Libor fixes: credit and phase transitions
From the BBA:
LIBOR OVERNIGHT STERLING RATES FIX AT 4.76875% VS 4.68750%
LIBOR OVERNIGHT DOLLAR RATES FIX AT 1.51250% VS 1.66875%
LIBOR OVERNIGHT EURO RATES FIX AT 3.57250% VS 3.66125%
LIBOR THREE-MONTH STERLING RATES FIX AT 6.11625% VS 6.16000%
LIBOR THREE-MONTH DOLLAR RATES FIX AT 4.05875% VS 4.41875%
LIBOR THREE-MONTH EURO RATES FIX AT 4.98625% VS 5.02000%
So far no huge crashing to earth in Libor rates. There are some big movements - the reduction in three month dollar funding rates, for example, is certainly a large move (undoubtedly a result of JPM’s multi-billion interbank three months ops on Friday).

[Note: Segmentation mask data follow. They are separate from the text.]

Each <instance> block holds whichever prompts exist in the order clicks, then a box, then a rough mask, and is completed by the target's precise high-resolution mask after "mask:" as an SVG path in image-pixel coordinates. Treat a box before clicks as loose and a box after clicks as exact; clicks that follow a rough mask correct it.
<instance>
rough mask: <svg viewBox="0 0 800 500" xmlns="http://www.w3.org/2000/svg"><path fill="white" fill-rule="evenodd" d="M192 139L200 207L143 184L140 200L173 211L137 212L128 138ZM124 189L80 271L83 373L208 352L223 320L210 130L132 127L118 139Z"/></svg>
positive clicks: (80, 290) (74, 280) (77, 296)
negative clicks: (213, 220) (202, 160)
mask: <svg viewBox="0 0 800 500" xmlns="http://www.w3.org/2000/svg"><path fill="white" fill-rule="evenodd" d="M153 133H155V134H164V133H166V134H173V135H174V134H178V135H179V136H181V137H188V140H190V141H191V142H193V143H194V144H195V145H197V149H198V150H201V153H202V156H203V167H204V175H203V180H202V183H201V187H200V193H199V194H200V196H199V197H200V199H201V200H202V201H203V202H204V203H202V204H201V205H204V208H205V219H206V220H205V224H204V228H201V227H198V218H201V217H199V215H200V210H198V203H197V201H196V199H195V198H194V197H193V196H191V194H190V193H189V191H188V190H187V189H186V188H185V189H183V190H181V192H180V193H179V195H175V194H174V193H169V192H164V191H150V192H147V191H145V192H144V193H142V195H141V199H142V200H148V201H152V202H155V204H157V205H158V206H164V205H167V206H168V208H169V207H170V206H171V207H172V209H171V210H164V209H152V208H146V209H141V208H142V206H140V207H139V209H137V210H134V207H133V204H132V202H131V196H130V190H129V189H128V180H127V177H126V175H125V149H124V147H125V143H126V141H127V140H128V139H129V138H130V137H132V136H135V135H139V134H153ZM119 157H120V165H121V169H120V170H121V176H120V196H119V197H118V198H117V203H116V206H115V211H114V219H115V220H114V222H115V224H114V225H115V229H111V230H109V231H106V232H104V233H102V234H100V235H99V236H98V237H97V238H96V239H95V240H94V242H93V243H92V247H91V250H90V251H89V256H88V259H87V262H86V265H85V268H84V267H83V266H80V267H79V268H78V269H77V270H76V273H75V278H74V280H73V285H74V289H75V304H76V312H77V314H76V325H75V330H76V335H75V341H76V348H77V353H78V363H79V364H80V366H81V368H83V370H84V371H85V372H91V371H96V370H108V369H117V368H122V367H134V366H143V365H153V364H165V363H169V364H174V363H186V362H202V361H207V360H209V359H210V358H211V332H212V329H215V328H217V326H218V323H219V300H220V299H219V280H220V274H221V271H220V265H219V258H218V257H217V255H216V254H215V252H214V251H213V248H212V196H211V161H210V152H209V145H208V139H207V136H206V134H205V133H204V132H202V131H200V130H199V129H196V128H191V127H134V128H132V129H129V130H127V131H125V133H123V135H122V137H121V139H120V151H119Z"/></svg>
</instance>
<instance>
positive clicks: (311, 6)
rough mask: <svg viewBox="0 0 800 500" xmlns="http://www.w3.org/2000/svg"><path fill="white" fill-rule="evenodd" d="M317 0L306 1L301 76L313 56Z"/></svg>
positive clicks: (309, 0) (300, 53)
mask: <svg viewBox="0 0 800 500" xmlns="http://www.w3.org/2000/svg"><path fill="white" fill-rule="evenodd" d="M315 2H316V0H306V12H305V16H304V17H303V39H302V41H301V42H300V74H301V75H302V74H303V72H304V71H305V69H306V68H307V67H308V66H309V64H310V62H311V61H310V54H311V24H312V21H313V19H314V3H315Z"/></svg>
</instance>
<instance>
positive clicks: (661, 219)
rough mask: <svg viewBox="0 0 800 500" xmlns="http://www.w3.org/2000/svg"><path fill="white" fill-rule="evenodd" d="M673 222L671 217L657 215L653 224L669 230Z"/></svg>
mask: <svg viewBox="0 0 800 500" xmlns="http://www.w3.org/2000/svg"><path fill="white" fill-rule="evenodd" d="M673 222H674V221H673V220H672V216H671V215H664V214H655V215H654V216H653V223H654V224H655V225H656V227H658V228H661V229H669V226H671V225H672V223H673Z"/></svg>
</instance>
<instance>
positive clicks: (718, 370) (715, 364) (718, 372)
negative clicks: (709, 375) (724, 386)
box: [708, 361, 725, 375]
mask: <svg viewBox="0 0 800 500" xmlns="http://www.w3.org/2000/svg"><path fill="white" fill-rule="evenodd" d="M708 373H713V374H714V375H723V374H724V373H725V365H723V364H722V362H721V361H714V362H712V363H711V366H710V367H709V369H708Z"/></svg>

But relative to the velocity of the upward moves in Libor several weeks ago now, these are incremental baby-steps.
Indeed, what happened to Libor - or more broadly, perceptions of market risk in September (measured by the Libor-OIS spead) looked like something of a crude phase transition:
That is to say, there might be something more to the over-used “frozen credit markets” metaphor than at first meets the eye. Here’s a crude graph of how water freezes:
The dotted green line is ice. In its pure form, water makes an instantaneous transition from its liquid to its frozen state: a phase transition. More usually a seed crystal - a small piece of solid-form material (ice) develops around an impurity and tips the balance: as if by magic, the inter-molecular structure of the liquid reorganises itself to match that of the single seed crystal’s “solid” state.
Back to the market: might LEH have been something of a seed crystal to a market already cooled to a critical point?
And to flip that around, are we now seeing that suddenly frozen market only slowly melt?
More broadly - to add to this wild series of flailing stabs in the dark - how might describing markets in terms of thermodynamic physics work in terms of characterising “Black Swan” events as phase transitions?